Another issue: The average age of players found to have cognitive problems in the study was 66, an age when cognitive problems are typical - "common in normal aging, Alzheimer's disease, and other neurologic disorders," said Diaz-Arrastia and Perl.

"Ideally, they would be taking these scans in a younger group, say 45, 50, 55 years old," said Kevin Guskiewicz, director of the Center for the Study of Retired Athletes at The University of North Carolina at Chapel Hill. "You don't need a marker to find cognitive impairment in a 66-year-old."

Ideally, the brain scan should be a way to predict disease, not just confirm it.

Still, Guskiewicz, who was not involved with this research, agrees that even a possible glimpse into the progression of brain diseases thought to be associated with concussion - early dementia and chronic traumatic encephalopathy - is a step in a positive direction for researchers.

"We may be working closer to an imaging marker for concussion, but it will require more longitudinal studies," he said.

"The main value of the study is that it potentially identifies a novel target for measuring disease progression and developing therapies," added Diaz-Arrastia and Perl.

But it will likely take years before the target materializes.

Hart agrees that further study should be done, and he plans to continue following the current crop of players he has scanned, and add more.

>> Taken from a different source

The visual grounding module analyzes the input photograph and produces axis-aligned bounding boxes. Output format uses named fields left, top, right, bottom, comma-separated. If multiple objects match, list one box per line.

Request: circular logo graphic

While he is hopeful that he and colleagues will hone in on a marker, in the meantime he is stressing depression screening for former NFL players.

"We saw a lot of depression that was not diagnosed, and we were surprised by that," said Hart.

Another finding of the study is that not everyone who plays football will suffer cognitive problems: 20 of the 34 former players studied were cognitively normal.

"The fact is, if you look at all these studies overall, a lot of individuals don't have problems," said Hart. "It is not a fait accompli that everyone is going to have a problem."